Будто нащупывала края своей вселенной, искала, где кончается пространство и начинаются предметы.

— Оставь стену в покое, Иви!

Боится, как бы она пальцы в кровь не стерла, к тому же неприятно, что Иви пачкает вещи и сама пачкается об них. Говорю же, Шон — чистюля, и дочке нравится дергать его по мелочам. Серьезных запретов Иви не нарушает, понимает, что с рук не сойдет, к тому же и не доросла еще до настоящего бунта. Собственное ускоренное созревание смущает ее до слез, вопросы пола она сама никогда не затрагивает и терпеть не может, когда это делают взрослые.

— Ой, переста-а-а-ань!

Зато она чешет голову над книжкой и обсыпает страницы перхотью, оставляет липкие следы на клавиатуре, пульте от телевизора, телефоне. Она крутит волосы и сосет пряди, ей мешает лифчик (сочувствую: это пожизненно), и потому Иви то и дело вытаскивает и поправляет бретельки. Помимо всего прочего, она постоянно (это и меня достает) с хлюпаньем втягивает сопли, вместо того чтобы высморкаться в платок.

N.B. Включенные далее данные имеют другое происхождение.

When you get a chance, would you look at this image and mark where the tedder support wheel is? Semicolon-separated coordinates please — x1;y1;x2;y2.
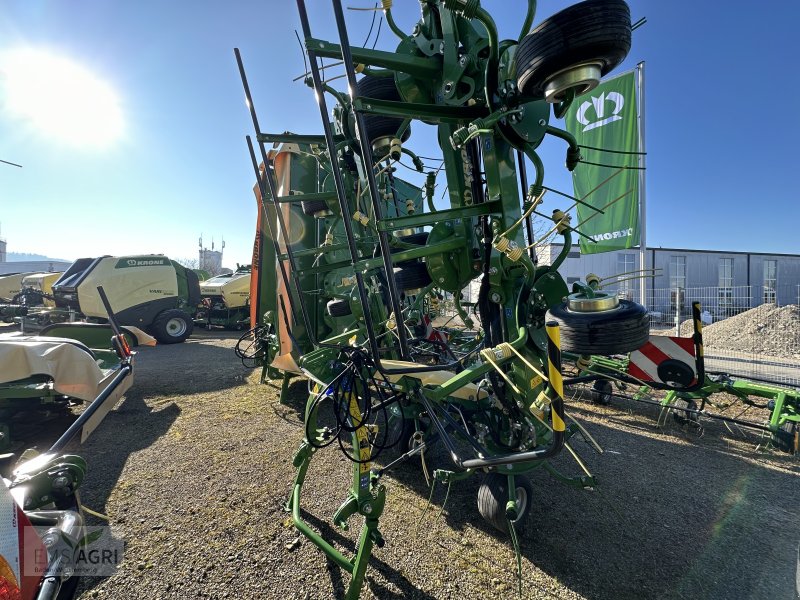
394;262;431;292
672;398;700;425
547;300;650;356
300;200;331;218
151;308;194;344
326;300;353;317
772;421;800;454
591;379;614;405
356;75;411;142
517;0;631;102
478;473;533;534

Поразительно, насколько эффективны ее приемчики. С виду она и сама жертва внешних сил, может быть, и вправду не властна над собой, но как же она умеет доводить своего папашу!

— Иви, прошу тебя!

— А что?

И ей дано то, что могло бы стать плодом долгих поисков, а получено даром: кратчайший, самый простой путь к сердцу отца. Мало того, что она смотрит на него серыми глазищами, которые любого растопят, даже меня. Мало успехов в школе и подчеркнутого равнодушия к мальчикам. Нет, наша Иви сдружилась с самой богатой девочкой в классе, а в этой школе в графстве Уиклоу «самая богатая» кое о чем говорит. Отец ее подруги (светловолосая, в мать, девочка с тонкими изящными лодыжками) владеет домами, отелями и многоэтажками от Трали до Риги.

Зовут девочку (молодцы родители!) Пэдди.

Они вместе готовят проект по лошадиным вшам. У Пэдди есть лошади. Я не отважилась спросить, уж не Иви ли поставляет вшей.

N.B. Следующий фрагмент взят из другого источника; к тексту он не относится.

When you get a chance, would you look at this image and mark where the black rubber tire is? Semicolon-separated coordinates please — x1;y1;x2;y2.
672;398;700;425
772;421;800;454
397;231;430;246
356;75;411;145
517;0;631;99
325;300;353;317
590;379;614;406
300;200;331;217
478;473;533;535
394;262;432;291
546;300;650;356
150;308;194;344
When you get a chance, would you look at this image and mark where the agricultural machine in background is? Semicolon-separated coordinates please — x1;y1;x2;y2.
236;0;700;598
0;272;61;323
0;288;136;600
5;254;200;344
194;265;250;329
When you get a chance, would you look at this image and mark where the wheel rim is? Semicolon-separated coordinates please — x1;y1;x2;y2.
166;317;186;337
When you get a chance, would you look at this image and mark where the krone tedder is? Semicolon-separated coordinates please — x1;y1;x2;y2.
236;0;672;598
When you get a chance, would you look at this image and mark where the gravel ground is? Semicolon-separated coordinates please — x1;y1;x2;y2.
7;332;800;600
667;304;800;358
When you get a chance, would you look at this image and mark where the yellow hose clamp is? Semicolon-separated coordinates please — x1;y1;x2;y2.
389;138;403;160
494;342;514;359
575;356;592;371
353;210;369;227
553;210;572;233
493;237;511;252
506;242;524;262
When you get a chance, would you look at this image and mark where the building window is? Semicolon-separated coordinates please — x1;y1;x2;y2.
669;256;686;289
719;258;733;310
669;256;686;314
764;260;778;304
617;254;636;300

Иногда они идеальны. Когда сидят на диване и смотрят «Отца Теда», или на улице, или болтают в машине — Шон умеет поддержать разговор, и с дочерью, когда не нужно включать ни шарм, ни критику, у него получается лучше всего. Я вслушиваюсь в его легкий тон и думаю: «Со мной он так себя не ведет».

Он не держит меня за руку, не щекочет слегка, чтобы я отступила в сторонку, не танцует со мной танго в коридоре, запрокидывая меня назад. Не просыпается ночами, думая обо мне.

А ведь я спасла ему жизнь.

От чего спасла?

«Ты спасла мне жизнь», — сказал он.

А я считаю, не в женщинах его спасение. Его жизнь в руках той, которую он любит, не вожделея. В руках Иви.

— Сними наушники, дочь!

Иви, мечтательная, отсутствующая, перед экраном компьютера или с книгой в руках. Иви, не способная сосредоточиться, поспеть, ответить.

Иви, замирающая перед зеркалом на битый час, обрастающая волосами и неврозами, когда всем пора идти. Как несправедливо сделаться жертвой гормонов еще прежде, чем перерастешь пижамы «Хелло Китти». Словно мир скрывает от тебя правду или никто не знает, в чем правда.

Однажды я застала ее голой. Она и в ванную дверь не закрывает — «Эй, ты жива, тебя там не смыло?» — обычно болтает без умолку, несет всякий вздор, теплая вода развязывает ей язык, и отец прислушивается или притворяется, будто слушает, развалившись на нашей кровати напротив двери в ванную.

Но в тот вечер она затихла, и в промежутке между двумя ее фразами я заскочила в ванную.

Иви прикрыла губкой набухающую грудь и уставилась на меня серыми глазищами.

— Не обращай на меня внимания! — попросила я, быстренько схватила то, за чем пришла, и была такова.

Осенью Иви принялась округляться, жирела на глазах, а потом — неожиданный рывок роста, и вдруг из запасов жира сложились талия, бедра и грудь, хотя, сколько помню, грудь поначалу похожа не столько на жир, сколько на мягкий хрящ. Какой простой показалась мне ее грудь в ванной — сердце разрывается.

Нет ничего паршивее этого возраста, без пяти двенадцать.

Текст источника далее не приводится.